For English readers I need scarcely say that, with one memorable exception, I do not believe in the spuriousness of any existing poem of Horace or of any portion of any one of them. There is not a tittle of outward evidence for such a supposition, either in any manuscript or in any scholiast or grammarian. Horace for a man of his powers I look upon as a very unequal writer, and many of his poems I do not rate very highly. But his style throughout is his own, borrowed from none who preceded him, successfully imitated by none who came after him. The Virgilian heroic was appropriated by subsequent generations of poets, and adapted to their purposes with signal success: the hendecasyllable and scazon of Catullus became part and parcel of the poetical heritage of Rome; and Martial employs them only less happily than their matchless creator. But the moulds in which Horace cast his lyrical and his satirical thoughts, were broken at his death. The style neither of Persius nor of Juvenal has the faintest resemblance to that of their common master: Statius whose hendecasyl

lables are passable enough, has given us one alcaic and one sapphic ode, which recal the bald and constrained efforts of a modern schoolboy. I am sure he could not have written any two consecutive stanzas of Horace; and, if he could not, who could? And then to suppose that forgeries of whole poems or portions of poems should have taken place, and yet left no trace of the fact behind them, during ages when he was in every public and private library! For that they certainly must have had their origin at an early period, say before the time of Quintilian, is admitted I believe by all judicious advocates of such forgeries: to give them a later date would lead to endless contradictions and absurdities.

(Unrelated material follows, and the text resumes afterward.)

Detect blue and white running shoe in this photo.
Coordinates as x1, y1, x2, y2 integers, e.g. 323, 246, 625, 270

That the custom of fathering spurious works on famous writers was prevalent in those days is notorious enough. All know the minor poems attributed to Virgil. Now whatever others may think, I hold it to be a demonstrable truth, though this is not the place to enlarge upon it, that Virgil, to take one sample of them, never wrote any Culex whatever; that the Culex we now have was forged little if at all later than the time when the Aeneid was published, by some one who wished to adorn with a Batrachomyomachia the apotheosis of the Italian Homer; and that this is the very poem which was accepted as Virgil's by Lucan when he exclaimed 'et quantum mihi restat ad culicem'; by Statius when in the preface to his Silvae he writes sed et culicem legimus et batrachomyomachiam agnoscimus, nec quisquam est illustrium poetarum qui non aliquid operibus suis stilo remissiore proluserit' (a good commentary on the causes of its origin); by Martial, Suetonius, and others. And so Suetonius speaks of having had in his hands elegies and letters attributed to Horace, but in his opinion spurious. Surely however forgeries like these, common in modern as in ancient times, lend no support to the theory that long spurious passages could have been introduced among the genuine works of Horace and Virgil during the only ages in which those forgeries could possibly have been composed.